«Queremos que os refugiados possam não só sobreviver, como também prosperar»
O representante do Alto Comissariado das Nações Unidas para os Refugiados na China, o cambojano Vanno Noupech, esteve em Macau esta semana para reatar contactos e restabelecer ligações com as autoridades da RAEM, ao fim de três anos em que o acompanhamento prestado pela agência especializada da Organização das Nações Unidas se fez apenas à distância.
Para além de um encontro com responsáveis pelo Instituto de Acção Social (IAS), Vanno Noupech esteve reunido, na terça-feira, com o secretário-geral da Cáritas, Paul Pun. A visita do diplomata cambojano – ele próprio um antigo refugiado – serviu também para procurar sensibilizar a população de Macau para um desafio com contornos cada vez mais evidente à escala global.

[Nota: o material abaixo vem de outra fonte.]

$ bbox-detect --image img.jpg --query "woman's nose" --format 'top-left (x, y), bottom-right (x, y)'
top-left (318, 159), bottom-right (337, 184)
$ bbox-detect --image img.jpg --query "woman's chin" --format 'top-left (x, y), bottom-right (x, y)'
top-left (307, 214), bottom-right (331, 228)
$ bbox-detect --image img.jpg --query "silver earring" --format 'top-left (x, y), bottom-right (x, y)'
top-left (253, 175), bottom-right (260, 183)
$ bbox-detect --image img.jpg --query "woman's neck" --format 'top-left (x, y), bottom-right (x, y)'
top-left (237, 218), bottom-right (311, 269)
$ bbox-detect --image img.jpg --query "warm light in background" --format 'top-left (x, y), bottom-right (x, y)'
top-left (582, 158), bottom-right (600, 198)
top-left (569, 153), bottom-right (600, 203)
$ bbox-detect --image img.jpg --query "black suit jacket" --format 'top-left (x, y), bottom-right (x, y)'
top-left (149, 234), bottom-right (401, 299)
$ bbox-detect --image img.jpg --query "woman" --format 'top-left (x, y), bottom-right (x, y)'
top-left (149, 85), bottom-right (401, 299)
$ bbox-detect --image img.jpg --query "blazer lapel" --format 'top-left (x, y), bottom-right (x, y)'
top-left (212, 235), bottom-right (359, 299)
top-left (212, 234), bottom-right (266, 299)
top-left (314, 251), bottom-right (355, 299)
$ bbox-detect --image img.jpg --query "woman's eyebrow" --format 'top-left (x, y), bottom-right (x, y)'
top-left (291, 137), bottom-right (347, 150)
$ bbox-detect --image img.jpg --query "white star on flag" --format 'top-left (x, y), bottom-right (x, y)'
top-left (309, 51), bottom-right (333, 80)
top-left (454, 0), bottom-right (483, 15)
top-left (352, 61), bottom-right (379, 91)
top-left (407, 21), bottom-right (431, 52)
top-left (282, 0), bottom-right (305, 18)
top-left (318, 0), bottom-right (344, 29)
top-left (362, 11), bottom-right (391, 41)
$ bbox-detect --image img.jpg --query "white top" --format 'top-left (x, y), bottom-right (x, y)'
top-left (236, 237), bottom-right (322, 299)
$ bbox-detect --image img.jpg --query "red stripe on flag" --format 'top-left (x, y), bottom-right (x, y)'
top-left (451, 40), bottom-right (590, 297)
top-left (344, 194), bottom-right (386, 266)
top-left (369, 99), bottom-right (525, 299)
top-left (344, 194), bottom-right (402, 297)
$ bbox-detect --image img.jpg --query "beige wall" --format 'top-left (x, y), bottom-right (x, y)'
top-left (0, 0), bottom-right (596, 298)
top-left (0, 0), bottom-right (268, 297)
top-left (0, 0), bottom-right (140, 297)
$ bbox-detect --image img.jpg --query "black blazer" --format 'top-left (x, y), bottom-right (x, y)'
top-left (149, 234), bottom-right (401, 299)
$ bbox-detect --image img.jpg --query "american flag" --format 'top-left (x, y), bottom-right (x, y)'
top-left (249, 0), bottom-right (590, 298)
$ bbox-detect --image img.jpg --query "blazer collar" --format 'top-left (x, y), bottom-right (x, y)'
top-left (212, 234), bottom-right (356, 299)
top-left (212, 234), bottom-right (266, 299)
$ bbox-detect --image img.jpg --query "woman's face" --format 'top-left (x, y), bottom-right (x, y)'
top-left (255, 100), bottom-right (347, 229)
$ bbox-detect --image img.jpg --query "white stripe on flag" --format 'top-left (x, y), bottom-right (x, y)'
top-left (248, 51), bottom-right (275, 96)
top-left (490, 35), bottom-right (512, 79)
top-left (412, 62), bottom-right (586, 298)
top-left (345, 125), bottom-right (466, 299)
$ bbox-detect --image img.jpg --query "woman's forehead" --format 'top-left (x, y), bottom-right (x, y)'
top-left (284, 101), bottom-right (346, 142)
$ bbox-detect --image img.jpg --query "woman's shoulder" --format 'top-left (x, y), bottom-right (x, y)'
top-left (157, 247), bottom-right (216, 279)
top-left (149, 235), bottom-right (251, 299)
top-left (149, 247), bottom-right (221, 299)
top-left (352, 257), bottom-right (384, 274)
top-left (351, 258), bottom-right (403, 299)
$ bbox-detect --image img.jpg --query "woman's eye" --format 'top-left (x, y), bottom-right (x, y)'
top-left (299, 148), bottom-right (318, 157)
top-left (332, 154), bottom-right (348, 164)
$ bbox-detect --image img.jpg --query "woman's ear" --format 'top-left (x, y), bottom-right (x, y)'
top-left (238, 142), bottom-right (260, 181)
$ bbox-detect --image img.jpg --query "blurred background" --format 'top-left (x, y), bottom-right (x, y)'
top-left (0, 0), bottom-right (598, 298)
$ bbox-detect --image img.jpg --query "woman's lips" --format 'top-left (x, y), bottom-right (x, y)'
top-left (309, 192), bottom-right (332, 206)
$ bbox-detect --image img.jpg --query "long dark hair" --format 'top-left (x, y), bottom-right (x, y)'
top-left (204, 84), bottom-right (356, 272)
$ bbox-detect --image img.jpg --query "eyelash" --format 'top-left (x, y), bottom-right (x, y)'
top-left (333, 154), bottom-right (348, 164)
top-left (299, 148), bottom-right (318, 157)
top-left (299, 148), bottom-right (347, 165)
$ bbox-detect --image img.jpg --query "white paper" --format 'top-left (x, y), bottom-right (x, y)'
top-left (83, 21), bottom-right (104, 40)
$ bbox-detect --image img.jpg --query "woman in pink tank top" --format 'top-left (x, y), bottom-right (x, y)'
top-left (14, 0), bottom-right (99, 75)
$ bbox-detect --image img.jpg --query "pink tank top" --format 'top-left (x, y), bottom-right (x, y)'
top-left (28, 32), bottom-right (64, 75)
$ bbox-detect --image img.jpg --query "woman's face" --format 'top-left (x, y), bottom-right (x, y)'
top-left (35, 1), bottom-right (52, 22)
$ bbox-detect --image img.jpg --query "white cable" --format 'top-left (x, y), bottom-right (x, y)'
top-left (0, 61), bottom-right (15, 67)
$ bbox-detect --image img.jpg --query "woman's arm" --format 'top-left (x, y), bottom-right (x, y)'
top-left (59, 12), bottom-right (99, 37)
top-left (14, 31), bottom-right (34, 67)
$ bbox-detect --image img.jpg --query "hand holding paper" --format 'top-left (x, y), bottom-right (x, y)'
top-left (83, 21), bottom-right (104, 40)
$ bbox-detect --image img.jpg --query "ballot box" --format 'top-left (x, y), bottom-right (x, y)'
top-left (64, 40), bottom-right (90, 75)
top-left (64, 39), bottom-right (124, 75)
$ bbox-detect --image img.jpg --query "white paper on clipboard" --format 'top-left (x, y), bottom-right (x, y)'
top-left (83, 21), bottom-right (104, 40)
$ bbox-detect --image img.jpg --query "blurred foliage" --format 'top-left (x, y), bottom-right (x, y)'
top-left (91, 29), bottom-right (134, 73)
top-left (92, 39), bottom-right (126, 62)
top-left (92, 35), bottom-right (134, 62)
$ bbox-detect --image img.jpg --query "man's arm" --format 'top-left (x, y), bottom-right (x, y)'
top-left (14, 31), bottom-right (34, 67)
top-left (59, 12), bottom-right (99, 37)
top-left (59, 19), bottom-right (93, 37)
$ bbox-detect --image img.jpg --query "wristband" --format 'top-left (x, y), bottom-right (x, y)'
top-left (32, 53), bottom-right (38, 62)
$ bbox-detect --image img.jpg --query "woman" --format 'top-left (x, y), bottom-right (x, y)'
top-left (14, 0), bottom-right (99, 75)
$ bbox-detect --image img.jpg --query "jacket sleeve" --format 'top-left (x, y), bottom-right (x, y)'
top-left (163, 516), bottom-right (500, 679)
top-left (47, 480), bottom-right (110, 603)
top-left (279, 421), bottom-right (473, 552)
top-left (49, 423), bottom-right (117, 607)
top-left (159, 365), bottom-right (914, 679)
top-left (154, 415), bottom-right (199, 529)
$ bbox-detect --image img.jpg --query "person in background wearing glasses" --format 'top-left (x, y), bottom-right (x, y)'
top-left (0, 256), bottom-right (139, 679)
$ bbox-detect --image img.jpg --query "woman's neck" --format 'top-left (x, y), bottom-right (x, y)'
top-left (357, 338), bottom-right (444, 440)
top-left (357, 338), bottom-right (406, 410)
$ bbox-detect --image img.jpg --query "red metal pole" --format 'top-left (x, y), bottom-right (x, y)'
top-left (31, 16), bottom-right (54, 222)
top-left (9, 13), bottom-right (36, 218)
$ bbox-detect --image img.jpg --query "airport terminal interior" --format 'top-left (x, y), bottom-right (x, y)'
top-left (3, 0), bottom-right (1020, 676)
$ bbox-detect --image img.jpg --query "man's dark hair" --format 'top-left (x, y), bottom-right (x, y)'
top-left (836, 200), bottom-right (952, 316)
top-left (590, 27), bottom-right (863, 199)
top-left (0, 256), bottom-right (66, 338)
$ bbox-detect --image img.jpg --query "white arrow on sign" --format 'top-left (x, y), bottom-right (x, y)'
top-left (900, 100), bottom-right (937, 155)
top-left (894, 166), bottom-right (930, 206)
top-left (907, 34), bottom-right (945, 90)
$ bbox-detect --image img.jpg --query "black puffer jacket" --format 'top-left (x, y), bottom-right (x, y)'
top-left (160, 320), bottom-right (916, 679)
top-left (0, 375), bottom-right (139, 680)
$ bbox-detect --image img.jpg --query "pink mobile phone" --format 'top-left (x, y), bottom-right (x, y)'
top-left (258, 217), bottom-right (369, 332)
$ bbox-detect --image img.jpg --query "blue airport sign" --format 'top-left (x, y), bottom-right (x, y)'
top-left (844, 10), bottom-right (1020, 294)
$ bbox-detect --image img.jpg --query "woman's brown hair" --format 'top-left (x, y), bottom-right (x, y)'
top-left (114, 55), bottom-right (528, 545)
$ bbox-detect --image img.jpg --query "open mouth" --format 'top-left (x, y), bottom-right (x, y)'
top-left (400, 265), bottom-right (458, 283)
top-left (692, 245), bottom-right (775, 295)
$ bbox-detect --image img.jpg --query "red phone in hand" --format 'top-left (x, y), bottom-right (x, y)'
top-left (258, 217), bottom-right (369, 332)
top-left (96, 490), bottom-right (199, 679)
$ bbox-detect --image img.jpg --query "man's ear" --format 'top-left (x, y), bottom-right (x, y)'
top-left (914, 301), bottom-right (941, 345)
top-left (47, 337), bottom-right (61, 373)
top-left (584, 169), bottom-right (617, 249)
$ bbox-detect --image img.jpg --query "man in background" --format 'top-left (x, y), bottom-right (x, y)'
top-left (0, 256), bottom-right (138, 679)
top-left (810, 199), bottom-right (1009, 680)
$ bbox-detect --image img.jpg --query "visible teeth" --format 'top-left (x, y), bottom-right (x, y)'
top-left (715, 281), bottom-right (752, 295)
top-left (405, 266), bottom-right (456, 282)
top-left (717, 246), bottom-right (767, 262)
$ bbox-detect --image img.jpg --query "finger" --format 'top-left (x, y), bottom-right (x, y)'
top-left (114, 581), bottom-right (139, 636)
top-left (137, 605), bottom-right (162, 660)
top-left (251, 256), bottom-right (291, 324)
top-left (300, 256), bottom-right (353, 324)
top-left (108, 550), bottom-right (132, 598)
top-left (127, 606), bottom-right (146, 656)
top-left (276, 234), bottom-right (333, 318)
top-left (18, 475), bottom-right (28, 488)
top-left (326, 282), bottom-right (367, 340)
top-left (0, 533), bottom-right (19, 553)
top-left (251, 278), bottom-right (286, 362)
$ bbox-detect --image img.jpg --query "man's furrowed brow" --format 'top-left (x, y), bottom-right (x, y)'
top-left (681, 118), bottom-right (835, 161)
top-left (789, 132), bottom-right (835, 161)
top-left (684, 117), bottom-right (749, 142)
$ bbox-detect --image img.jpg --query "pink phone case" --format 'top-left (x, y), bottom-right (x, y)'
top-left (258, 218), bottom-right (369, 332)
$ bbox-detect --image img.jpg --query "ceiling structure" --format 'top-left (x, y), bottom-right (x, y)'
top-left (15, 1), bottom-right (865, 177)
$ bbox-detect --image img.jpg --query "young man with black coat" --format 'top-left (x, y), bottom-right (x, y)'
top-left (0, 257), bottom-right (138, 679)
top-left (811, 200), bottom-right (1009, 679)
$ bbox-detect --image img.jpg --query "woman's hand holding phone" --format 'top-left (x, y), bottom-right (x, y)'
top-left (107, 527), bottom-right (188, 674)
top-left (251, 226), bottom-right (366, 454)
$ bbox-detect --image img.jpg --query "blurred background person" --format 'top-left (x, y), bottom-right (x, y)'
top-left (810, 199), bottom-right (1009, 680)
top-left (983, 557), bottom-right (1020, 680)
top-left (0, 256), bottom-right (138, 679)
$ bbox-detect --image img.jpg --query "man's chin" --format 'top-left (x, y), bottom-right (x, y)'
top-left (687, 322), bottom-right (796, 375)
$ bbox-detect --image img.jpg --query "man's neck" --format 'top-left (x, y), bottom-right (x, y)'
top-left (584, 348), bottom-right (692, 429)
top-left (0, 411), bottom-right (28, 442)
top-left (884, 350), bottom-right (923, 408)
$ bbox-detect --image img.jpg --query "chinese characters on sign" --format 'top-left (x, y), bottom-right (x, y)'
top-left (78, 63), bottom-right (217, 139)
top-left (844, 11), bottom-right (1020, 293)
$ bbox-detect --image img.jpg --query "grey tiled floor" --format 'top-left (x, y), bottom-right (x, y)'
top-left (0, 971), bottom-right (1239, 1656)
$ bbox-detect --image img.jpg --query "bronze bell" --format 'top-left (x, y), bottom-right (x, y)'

Em 2022, o número de refugiados e deslocados superou pela primeira vez a barreira dos cem milhões de pessoas. Os conflitos armados, a violência, as perseguições e a violação dos Direitos Humanos foram os motivos mais imediatos que levaram milhões de pessoas a fugir das suas terras e, em muitos casos, dos próprios países. Centenas de milhares acabam por requerer asilo ou por solicitar o estatuto de refugiado em países de acolhimento, uma tendência a que a China continental, Macau e Hong Kong têm sido poupados.
Vanno Noupech reconhece que o número de refugiados e de requerentes de asilo que solicitam a ajuda e a compreensão das autoridades chinesas não é significativo, muito graças ao facto da China estar geograficamente afastada dos principais focos de conflito a nível global. «Os refugiados, os requerentes de asilo que temos nesta parte do mundo são, principalmente, o que chamamos de refugiados excedentários. O mais das vezes chegam cá por razões completamente diferentes. Vêm para fazer negócio ou para estudar e, entretanto, há algo que acontece e eles vêem-se impossibilitados de regressar a casa», explica o representante do Alto Comissariado das Nações Unidas para os Refugiados (ACNUR) na China. «O que acontece é que alguns optam por solicitar protecção a título temporário. Nós trabalhamos com as autoridades chinesas para identificar quem apresenta razões legítimas para requerer o direito de asilo e tentámos ajudá-los a encontrar soluções duráveis. Mas não temos tantos pedidos quanto isso», assume o diplomata.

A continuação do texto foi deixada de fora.